Envoy Extraordinary and Minister Plenipotentiary to Portugal
- In office 19 November 1949 – 1 August 1951
- Preceded by: Embassy established

Ambassador of India to Belgium and Luxembourg
- In office 11 October 1951 – 1953
- Preceded by: Nedyam Raghavan
- Succeeded by: K. K. Chettur

Personal details
- Born: 2 January 1905
- Died: 10 August 1975 (aged 70) Madras (now Chennai), Tamil Nadu, India

= P. Achutha Menon =

Indian civil servant and diplomat (1905–1975)
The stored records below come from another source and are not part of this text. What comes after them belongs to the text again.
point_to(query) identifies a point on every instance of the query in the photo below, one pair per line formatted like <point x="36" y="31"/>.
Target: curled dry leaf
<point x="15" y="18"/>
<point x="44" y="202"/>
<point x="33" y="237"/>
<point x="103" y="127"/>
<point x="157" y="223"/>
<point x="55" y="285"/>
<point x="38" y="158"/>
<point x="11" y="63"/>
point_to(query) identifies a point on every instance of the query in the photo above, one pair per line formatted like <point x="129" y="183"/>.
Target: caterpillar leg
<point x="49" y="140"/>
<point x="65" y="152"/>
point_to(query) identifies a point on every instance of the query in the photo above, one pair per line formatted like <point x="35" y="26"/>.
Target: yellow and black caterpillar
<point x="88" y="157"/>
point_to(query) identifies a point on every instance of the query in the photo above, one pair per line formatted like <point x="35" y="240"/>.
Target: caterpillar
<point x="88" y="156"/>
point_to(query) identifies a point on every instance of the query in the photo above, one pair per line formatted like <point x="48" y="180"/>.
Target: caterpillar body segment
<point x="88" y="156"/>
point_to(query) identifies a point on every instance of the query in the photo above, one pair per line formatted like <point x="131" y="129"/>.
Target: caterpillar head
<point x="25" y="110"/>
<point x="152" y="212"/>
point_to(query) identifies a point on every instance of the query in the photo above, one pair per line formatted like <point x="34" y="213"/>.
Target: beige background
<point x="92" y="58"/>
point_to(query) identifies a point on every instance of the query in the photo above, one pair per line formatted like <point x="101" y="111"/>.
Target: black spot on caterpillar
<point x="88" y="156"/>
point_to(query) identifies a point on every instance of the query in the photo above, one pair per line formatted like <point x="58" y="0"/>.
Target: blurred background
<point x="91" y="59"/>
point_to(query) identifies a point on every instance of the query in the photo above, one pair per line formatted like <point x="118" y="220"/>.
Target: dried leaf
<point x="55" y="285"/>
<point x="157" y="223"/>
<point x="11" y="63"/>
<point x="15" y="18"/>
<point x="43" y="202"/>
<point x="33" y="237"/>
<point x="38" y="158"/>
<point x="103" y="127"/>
Parakat Achutha Menon (2 January 1905 – 10 August 1975) was an Indian civil servant and diplomat who served as India's first minister to Portugal, and subsequently served as an ambassador to Belgium, Luxembourg and West Germany.

==Career==
Educated at the University of Madras and New College, Oxford, Menon subsequently sat the Indian Civil Service exams and passed into the batch of 1929 with effect from 9 October. Among his fellow batchmates were Bhagwan Sahay, later Governor of Jammu and Kashmir, and Humphrey Trevelyan, who also became a diplomat. Arriving in India in November 1929, Menon initially served in the Madras Presidency, and was appointed a sub-collector in May 1931 and an under-secretary in the provincial Public Works Department in January 1934. In April 1937, he was appointed under-secretary in the Home Department of the central government. In July 1943, he was posted to the United States as a deputy secretary and later secretary with the Indian Supply Mission.

On 19 November 1949, Menon was appointed India's first minister to Portugal. On 1 August 1951, he was appointed chargé d'affaires at the embassy in Italy. On 11 October 1951, he was appointed ambassador to Belgium, and Luxembourg. He later served as ambassador to West Germany before his retirement in 1964.